On la Butte of today, those stories have been inverted. The world of the artists exists beneath a top layer dominated by tourists and residents – our era’s version of “the fashionable.” Maps of present day Montmartre attempt to present this storied nature, meticulously marking memorial alongside the quotidian. There is the atelier of Fernand Cormon at 10 Rue Constance, where Toulouse-Lautrec studied painting in 1882; the attic room at 6 Rue Cortot, where Erik Satie composed Les Gymnopédies in 1882; the Lapin Agile cabaret at

22 Rue des Saules, bought by Aristide Bruant in 1903; and, of course, the Musée de Montmartre at 12 Rue Cortot, where Auguste Renoir, Maurice Utrillo, Suzanne Valadon, and Raoul Dufy all had studios.

Street signs bearing names of past and present allow visitors and Montmartrians alike to navigate the neighborhood in the layer of their choosing. Establishments have dual identities: what they once were and what they are now. 22 Rue des Saules, for instance, was previously À Ma Campagne, and it is there that Lautrec drank copious amounts of absinthe. 18 Rue des Saules was Aux Billards En Bois before it became La Bonne Franquette of today. It is there that Renoir painted La Balançoire and also where Lautrec met up with Van Gogh (and drank copious amounts of absinthe).

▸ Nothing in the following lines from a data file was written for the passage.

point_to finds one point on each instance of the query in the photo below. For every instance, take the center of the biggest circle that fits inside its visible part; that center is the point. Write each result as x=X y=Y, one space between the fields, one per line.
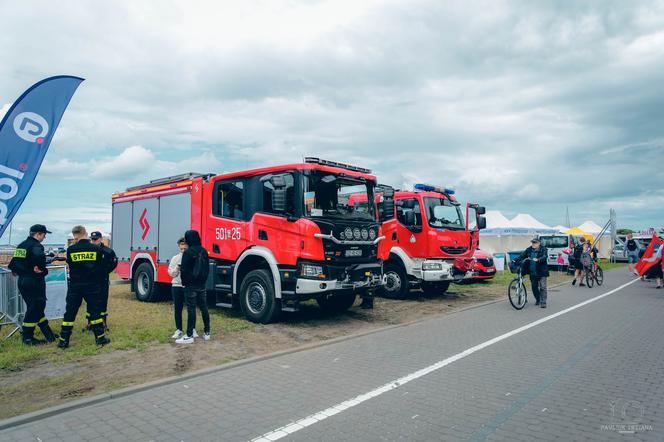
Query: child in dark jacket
x=194 y=271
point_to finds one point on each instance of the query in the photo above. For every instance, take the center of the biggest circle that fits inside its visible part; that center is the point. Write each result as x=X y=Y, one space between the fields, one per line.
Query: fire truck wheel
x=257 y=298
x=144 y=285
x=336 y=303
x=435 y=288
x=396 y=284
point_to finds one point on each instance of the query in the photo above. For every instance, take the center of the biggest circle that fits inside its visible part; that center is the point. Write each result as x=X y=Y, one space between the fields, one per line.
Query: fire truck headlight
x=432 y=266
x=312 y=271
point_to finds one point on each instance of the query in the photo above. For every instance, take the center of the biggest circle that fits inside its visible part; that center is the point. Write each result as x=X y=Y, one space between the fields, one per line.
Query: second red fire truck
x=434 y=241
x=275 y=235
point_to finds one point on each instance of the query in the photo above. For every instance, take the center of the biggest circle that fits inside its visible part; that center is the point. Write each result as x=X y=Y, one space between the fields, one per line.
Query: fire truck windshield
x=441 y=213
x=327 y=195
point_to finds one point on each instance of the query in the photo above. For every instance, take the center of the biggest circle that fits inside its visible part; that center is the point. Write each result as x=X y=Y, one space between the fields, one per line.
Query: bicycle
x=594 y=274
x=516 y=291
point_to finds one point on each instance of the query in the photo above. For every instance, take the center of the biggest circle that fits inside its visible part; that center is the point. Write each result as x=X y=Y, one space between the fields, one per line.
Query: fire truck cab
x=275 y=235
x=434 y=242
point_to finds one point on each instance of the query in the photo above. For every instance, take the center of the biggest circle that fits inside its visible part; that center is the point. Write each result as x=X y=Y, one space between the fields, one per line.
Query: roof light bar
x=315 y=160
x=430 y=188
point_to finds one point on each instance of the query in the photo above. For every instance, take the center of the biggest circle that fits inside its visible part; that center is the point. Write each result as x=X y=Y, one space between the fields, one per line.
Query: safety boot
x=28 y=334
x=48 y=332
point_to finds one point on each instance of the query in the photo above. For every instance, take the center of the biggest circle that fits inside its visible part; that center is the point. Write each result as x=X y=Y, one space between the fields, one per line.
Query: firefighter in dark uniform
x=86 y=276
x=110 y=263
x=29 y=263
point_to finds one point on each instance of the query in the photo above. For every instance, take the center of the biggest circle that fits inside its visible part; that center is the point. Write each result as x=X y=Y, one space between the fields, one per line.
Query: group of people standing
x=89 y=261
x=581 y=256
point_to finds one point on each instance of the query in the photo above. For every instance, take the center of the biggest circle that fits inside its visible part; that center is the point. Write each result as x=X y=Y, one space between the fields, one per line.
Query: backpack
x=200 y=269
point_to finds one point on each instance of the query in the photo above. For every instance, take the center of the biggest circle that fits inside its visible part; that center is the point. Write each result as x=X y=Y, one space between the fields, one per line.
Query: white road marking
x=335 y=409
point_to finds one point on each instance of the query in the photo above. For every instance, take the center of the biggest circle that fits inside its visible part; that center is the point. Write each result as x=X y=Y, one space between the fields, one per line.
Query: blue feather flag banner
x=26 y=132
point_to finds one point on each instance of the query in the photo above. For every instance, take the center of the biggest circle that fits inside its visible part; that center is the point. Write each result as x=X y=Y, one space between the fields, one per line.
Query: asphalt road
x=589 y=367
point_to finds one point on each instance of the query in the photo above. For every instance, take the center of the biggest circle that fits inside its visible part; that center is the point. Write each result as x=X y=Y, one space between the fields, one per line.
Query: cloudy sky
x=522 y=106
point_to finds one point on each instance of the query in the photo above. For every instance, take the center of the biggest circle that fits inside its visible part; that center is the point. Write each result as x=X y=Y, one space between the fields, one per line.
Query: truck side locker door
x=228 y=227
x=275 y=224
x=410 y=237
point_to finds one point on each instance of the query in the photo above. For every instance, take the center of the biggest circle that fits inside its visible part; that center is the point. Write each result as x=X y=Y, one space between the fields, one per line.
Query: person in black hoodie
x=537 y=268
x=194 y=271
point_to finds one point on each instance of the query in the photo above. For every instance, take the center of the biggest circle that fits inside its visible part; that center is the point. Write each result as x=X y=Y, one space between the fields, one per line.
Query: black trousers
x=33 y=292
x=104 y=287
x=196 y=297
x=76 y=293
x=540 y=290
x=178 y=304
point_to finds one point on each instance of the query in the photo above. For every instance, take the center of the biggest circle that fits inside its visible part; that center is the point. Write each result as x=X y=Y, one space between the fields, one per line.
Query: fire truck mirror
x=481 y=222
x=386 y=209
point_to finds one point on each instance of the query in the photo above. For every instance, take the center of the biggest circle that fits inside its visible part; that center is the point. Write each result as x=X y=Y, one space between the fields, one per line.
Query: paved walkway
x=593 y=372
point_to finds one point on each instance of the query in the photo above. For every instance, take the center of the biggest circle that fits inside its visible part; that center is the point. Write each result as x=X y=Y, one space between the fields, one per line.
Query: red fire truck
x=432 y=245
x=276 y=235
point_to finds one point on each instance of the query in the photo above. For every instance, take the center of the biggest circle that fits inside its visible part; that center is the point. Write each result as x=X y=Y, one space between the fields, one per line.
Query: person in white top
x=177 y=289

In other cases, names stay the same, but the nature of the place changes. There is a Chat Noir on the Boulevard de Rochechouart, but it is more tourist-trap than true cabaret. We might, therefore, think of the maps and of Montmartre itself as a type of palimpsest. Instead of a manuscript featuring layers of primary sources, we have a neighborhood exhibiting layers of establishments over time. In either case, the layers have been bound by a common location that allows them to relate to one another. Looking at Montmartre as a palimpsest allows us to explore a place whose past continues into the present. Number 12 is itself a microcosm of this phenomenon, at once a former studio and a museum, whose material extends far beyond the lives of its former inhabitants. We might also think of the Musée as the modern equivalent of Goudeau’s second floor: a space somewhere between heaven and earth that presents the artists’ world to the outsider. While Montmartre’s maps and signs aid in navigating this world, it is only through the Musée that we can first gain entry.

On the Left and Right, we see the Rue Cortot as it is today and as Maurice Utrillo painted it over 100 years ago. Below, we find the Sacré-Coeur, as captured by Utrillo in 1944 and by a tourist in 2021. Present day images courtesy of The Modern Postcard.